Slowdown in the Economy
The issue of the relationship between development of financial systems (including currency markets) and economic fundamentals has been a much studied topic. The numerous studies on the topic confirm a positive and significant relationship between them. Successful financial sector reforms should translate into higher GDP for a country.

Dr. Manmohan Singh, the architect of India’s liberalization policies and the person credited with ending the license raj, had slipped into oblivion in the last few years. He has been often criticized of being a puppet at the hands of Mrs. Sonia Gandhi, increasingly so in the past couple of years when the Indian Economy has experienced a slowdown and loss of investors’ confidence. Lack of reforms has pushed the GDP down to 4.8 percent in the last quarter.

Last two years

In the last two years, Indian Rupee has depreciated by 25 percent, Brazilian Real by 33 percent, Russian Rouble by 15 percent and South African Rand by 47 percent. We are not considering the Chinese Yuan as the value of the Yuan is not market determined.

The global economic crisis caused a slowdown and period of uncertainty amongst most of the BRICS nations, as also the developed and the other emerging nations. In the financial year 2011-2012, the events in the EURO region were widely blamed for the depreciating currencies against the US dollar. Though rupee had fallen much more than the other currencies in fiscal year 2012. It clearly indicated that the domestic woes of high trade and fiscal deficits, high inflation, low confidence, lack of will for reforms, were adding to the fall of rupee.

Half-Hearted Reforms

Concerns about the falling rupee and constant threat of downgrade by the rating agencies, forced the government to make some noise regarding reforms. Inflation was also tamed to some extent by keeping interest rates high, following which RBI cut interest rates. These measures cheered the markets and stabilized the exchange rate for about three quarters between June 2012 and April 2013, as something was better than nothing.
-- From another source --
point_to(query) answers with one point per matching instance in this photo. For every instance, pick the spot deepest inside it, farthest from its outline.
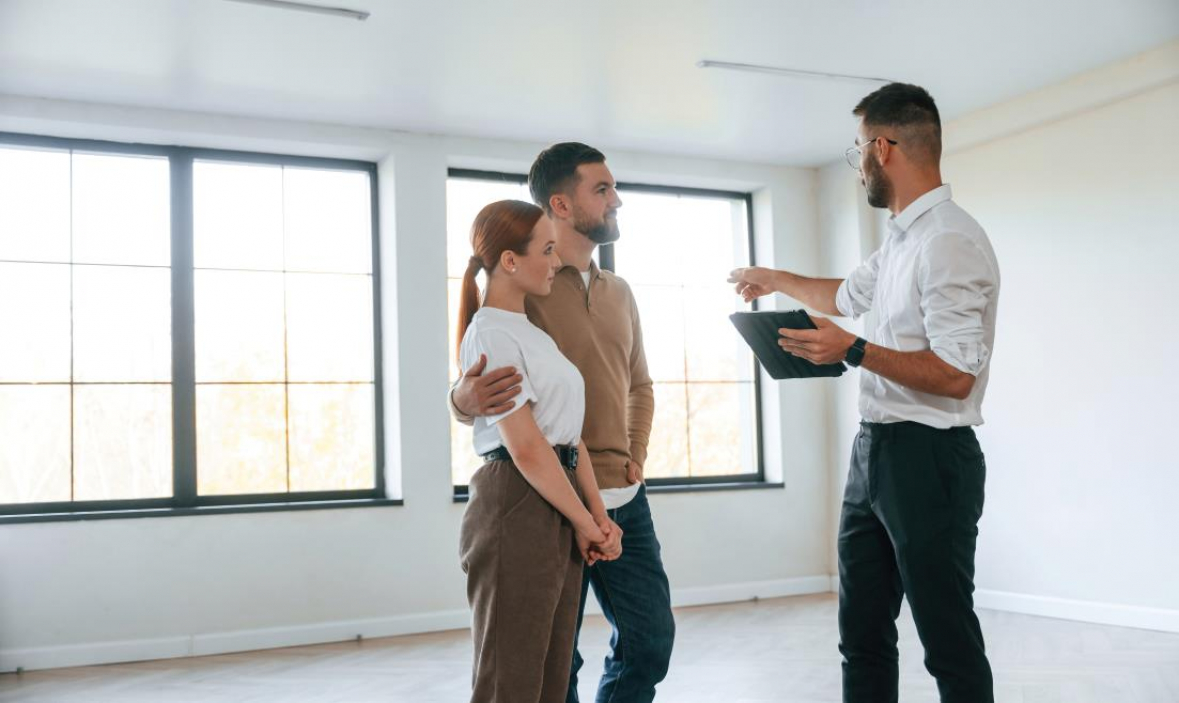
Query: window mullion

But now, with poor corporate earnings, continued bad news in terms of the economic numbers, and flight of foreign financial investments to safer assets, both the rupee and the markets have been sliding.

The Impact

While talking to a seasoned investor from Kolkata, he told me, “I have a bad feeling about this. My son is happy as he works in the US and for him a depreciating Rupee means more money in his Indian bank account. But what about the value of our currency? If our currency is not valued, if there is no demand for it, how will the economy and the stock market grow? Who would want to invest in an economy whose currency is not valued? I would feel much more confident if our currency was strong.”
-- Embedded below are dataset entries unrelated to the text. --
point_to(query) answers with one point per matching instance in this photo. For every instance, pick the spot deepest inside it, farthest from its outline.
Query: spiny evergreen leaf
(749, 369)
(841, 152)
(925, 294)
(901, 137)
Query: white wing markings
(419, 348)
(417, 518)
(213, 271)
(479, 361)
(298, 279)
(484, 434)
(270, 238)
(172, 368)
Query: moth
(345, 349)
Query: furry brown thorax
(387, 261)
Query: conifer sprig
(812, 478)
The conversation explains the impact that the falling rupee has. While non-residential Indians who send back money home may be happy about it, people who study abroad or who want to travel abroad for medical or tourism purposes, will not be happy about it. Similarly, firms who are net importers, their costs will go up many folds, while firms who
are net exporters, may be able to capture more market by giving discounts or offering better prices.
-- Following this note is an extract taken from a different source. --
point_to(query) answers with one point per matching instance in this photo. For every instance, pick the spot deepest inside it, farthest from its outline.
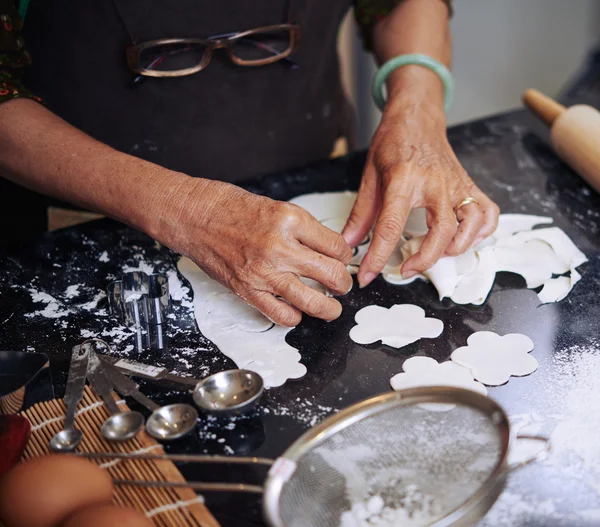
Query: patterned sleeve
(369, 12)
(13, 55)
If we look at the data for the last week alone, most of the currencies have depreciated heavily against the dollar owing to the better than expected US jobs data and the improved outlook for the US economy. While it is easy to blame the global economic cues once again (like many other times in the past), the fact of the matter is that if our economy was sound and the investor confidence intact, it would have been easier to revive the Rupee. It may not be so easy now due to the lack of these.